Is a finite Solomonoff learner worse than human learning?

Question

An elegant program for a bitstring is the shortest program on a universal Turing machine that outputs this bitstring. According to Kolmogorov complexity, the length of the elegant program is independent of the Turing machine implementation.

Solomonoff induction uses the elegant program for a bitstring to predict the next digit. This is a universal prior given the minimal assumption the output is generated by a Turing machine.

We can use this insight to build a machine learning algorithm called a finite Solmonoff learner. The difference between a finite Solomonoff learner and the original Solmonoff induction algorithm is the finite learner does not have access to all elegant programs. There is no algorithm that can generate all the elegant programs, so the elegant programs the finite learner can use must be stored in memory. With a finite amount of memory, there is a limit to the elegant programs that can be stored and consequently used by the finite learner for prediction.

The limit exists because there are a finite number of elegant programs of a certain length L. When the bitstring of 1s becomes long enough, it is not possible for there to be an elegant program representing the bitstring to be of length L or shorter. If L is the amount of memory available, then eventually the elegant programs will all be longer than L, and none will fit in memory.

Now let's assume we have a very long string of 1s, and we remove one digit to make a prediction problem.

As a concrete example, our bitstring is:

11111111111111111111

We remove a 1 at random:

111111111111111_1111

The learner must figure out the most likely digit to go in the empty spot.

For a given amount of memory we can make the bitstring of 1s long enough that its elegant program cannot fit in memory. In this case, the finite Solomonoff learner will not be able to access the elegant program for the bitstring, and will thus be incapable of predicting the digit that goes in the empty slot.

To continue the example, assume the elegant program that generates the 1s is:

10001011

Furthermore, the amount of memory available is 7 bits. Consequently, the 8 bit elegant program cannot be stored in memory, and the finite learner cannot figure out what goes in the empty slot.

On the other hand, regardless of how long the bitstring of 1s becomes, a human will have no problem identifying the missing digit. A human has finite memory and cannot access all elegant programs to make predictions. Despite having the same handicap as a finite learner, the human can outperform the finite learner infinitely often.

Does this demonstrate Solomonoff learning is less powerful than human learning?

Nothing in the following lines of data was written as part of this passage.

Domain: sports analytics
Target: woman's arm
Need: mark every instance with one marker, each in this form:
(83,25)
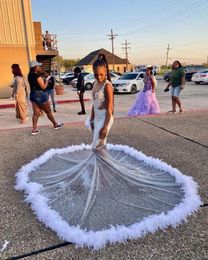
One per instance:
(109,110)
(41,82)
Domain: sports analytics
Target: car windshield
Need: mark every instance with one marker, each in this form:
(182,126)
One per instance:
(129,76)
(84,73)
(203,71)
(90,76)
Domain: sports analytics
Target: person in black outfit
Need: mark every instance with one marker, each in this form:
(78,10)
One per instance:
(50,87)
(39,97)
(80,89)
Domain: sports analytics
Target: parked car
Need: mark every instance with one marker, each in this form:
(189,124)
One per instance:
(200,77)
(130,82)
(144,70)
(189,70)
(90,79)
(64,75)
(68,79)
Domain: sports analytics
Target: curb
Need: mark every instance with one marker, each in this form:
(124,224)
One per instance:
(57,102)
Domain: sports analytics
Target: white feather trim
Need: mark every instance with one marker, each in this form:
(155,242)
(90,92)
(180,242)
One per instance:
(98,239)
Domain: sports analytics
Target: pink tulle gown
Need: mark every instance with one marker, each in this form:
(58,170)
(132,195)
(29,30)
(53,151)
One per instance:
(146,101)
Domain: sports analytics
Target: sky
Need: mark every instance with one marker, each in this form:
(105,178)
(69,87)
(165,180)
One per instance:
(149,26)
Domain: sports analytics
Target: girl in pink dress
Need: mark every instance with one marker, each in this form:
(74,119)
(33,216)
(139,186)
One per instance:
(146,101)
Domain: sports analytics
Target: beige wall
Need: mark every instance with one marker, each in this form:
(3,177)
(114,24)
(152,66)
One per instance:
(17,41)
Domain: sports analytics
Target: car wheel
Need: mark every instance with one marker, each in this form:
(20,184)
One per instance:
(133,89)
(88,86)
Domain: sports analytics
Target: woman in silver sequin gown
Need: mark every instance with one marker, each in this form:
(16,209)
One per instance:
(99,194)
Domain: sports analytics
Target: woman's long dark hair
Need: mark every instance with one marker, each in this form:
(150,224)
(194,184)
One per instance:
(17,71)
(101,61)
(179,64)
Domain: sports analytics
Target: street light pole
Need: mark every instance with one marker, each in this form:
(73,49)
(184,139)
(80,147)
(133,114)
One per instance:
(112,37)
(126,51)
(167,57)
(26,33)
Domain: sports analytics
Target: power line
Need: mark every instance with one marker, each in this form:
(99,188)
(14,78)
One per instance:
(112,37)
(125,47)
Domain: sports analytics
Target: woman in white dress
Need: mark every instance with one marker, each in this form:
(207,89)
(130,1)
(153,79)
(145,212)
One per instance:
(102,108)
(102,193)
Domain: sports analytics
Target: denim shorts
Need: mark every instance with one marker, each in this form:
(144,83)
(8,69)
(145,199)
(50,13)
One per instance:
(39,97)
(175,91)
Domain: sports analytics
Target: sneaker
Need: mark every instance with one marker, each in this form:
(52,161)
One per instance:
(81,113)
(35,132)
(24,121)
(58,126)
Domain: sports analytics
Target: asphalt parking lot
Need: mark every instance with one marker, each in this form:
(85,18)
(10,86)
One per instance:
(194,98)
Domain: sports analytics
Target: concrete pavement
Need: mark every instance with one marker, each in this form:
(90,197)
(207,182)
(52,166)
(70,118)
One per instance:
(193,97)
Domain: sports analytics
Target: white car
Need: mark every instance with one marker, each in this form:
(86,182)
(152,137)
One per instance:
(65,75)
(200,77)
(90,79)
(130,82)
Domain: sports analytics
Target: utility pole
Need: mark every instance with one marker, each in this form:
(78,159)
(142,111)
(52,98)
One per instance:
(26,33)
(126,51)
(167,57)
(112,37)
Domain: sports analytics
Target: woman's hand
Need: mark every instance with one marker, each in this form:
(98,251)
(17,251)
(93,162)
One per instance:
(103,132)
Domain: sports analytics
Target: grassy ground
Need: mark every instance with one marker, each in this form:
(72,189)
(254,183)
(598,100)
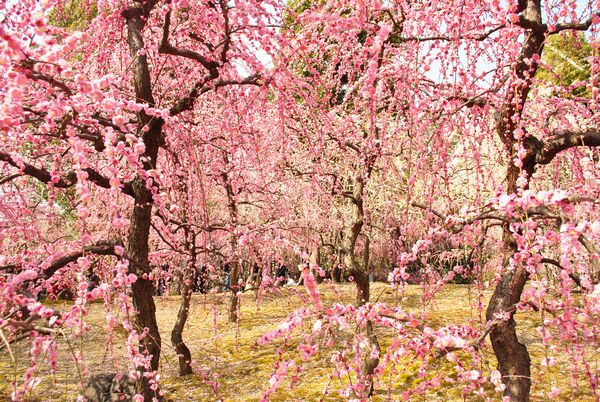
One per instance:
(229,353)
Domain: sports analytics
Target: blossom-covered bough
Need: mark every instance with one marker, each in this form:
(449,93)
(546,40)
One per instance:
(451,97)
(169,131)
(91,111)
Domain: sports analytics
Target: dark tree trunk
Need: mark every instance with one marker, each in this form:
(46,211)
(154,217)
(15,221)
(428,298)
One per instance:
(513,358)
(183,352)
(360,271)
(139,226)
(234,275)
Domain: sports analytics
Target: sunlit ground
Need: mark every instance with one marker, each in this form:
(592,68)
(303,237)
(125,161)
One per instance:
(229,354)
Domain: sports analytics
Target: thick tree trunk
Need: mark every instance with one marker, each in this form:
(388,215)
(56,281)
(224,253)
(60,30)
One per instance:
(360,271)
(139,226)
(234,275)
(513,358)
(183,352)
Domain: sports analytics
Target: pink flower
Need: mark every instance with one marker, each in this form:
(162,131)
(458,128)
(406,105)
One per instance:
(27,275)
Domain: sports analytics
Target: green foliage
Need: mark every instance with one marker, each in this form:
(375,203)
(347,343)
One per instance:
(567,54)
(74,15)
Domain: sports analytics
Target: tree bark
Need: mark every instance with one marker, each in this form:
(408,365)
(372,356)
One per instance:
(183,352)
(513,358)
(139,226)
(360,271)
(234,272)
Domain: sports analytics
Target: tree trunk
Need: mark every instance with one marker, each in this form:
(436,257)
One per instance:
(234,275)
(513,358)
(183,352)
(139,225)
(360,272)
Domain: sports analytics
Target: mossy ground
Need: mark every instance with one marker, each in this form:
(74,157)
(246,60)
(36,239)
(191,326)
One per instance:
(229,353)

If you mean that human can decide if string had shortened, I think there are limits too. String can be so long that you'll just forget on some step how large the number is. — rus9384, Aug 11 '17 at 21:59
The human memory also should be defined. Technically it is limited, but also uses on-demand feature to extend long-term memory, and train very hard for very long time to extend short-term memory. So either it is restricted to memorized part in articulate loop or someone starts memorizing to put in the long term - this one is vast and extendible (hard to give limit). Also people use heuristics, I hope that doesn't counts as elegant program, otherwise not really possible to attempt. Maybe it could be settled, but people lose focus (say 48h of processing is crucible) and 45min tops to — Evil, Aug 12 '17 at 04:35
start making errors. Some PDF for errors should be given. Of course not really taking into consideration pauses (sleep, eat, drink) which simply destroy short term memory and the long term-memory is not accessible for next 24h, and this also is prone to errors. Psychologicaly-wise, human will infinitely often make errors after exhausting focus, so here the answer is no. It is not possible to prevent subconcious processing, so human will cheat the assumptions, even trying not to. — Evil, Aug 12 '17 at 04:40
Maybe this is not even in the right ballpark, but if machine gets 7bits of memory and the human is not restricted (so all my previous comments are irrelevant), isn't it wrong, simply because of different limits? Isn't the assumption of human making always perfect prediction too far-fetched (or let me ignore it, human stands simply for more powerful machine). Because in such setting the inferrence is flawed. — Evil, Aug 12 '17 at 05:21
@Evil The 7 bit example is just to illustrate my meaning. In reality, we can set the memory limit to anything we want, and the finite learner will still be unable to match human performance with the bitstring of 1s. — yters, Aug 12 '17 at 13:50
"According to Kolmogorov complexity, the length of the elegant program is independent of the Turing machine implementation." - That's not correct. You might want to study Kolmogorov complexity a bit more. What is true is that changing the universal Turing machine will change the length by only a constant... but if you care about constants, that might be important. — D.W., Aug 12 '17 at 17:37
@D.W. Yes, that's true. But I don't think that impacts this argument. Since the change is constant, then for long enough elegant programs the constant becomes negligible. — yters, Aug 12 '17 at 18:20
Here is a guessing procedure that should be able to predict correctly in your concrete example. (0) Substitute 0 for the missing bit, and compress the resulting string, (1) Substitute 1 for the missing bit, and compress the resulting string, (2) Pick the bit which results in a smaller compressed string. — Yuval Filmus, Aug 12 '17 at 18:44
@YuvalFilmus, yes or even a procedure that always predicts 1. But neither are Solomonoff induction. — yters, Aug 12 '17 at 20:13
Neither is your algorithm. I'm suggesting an (apparently) better way to implement the key idea behind Solomonoff induction to the problem of prediction. — Yuval Filmus, Aug 12 '17 at 20:15
@YuvalFilmus It's the most direct implementation of SI, though an analogous approach such as yours may work better. So, the argument shows that at least insofar as we try to directly duplicate SI with a finite system, human learning seems superior. Human learning may be equivalent to what you suggest, or your idea may be better, but human learning is at least better than directly implementing SI in a finite setting. — yters, Aug 12 '17 at 20:47

D.W. · Accepted Answer · 2017-08-13T04:56:28.600

Your suppositions are wrong. A finite Solomonoff learner can learn the all-1's string. There does exist a learning algorithm that can output a program for the all-1's string.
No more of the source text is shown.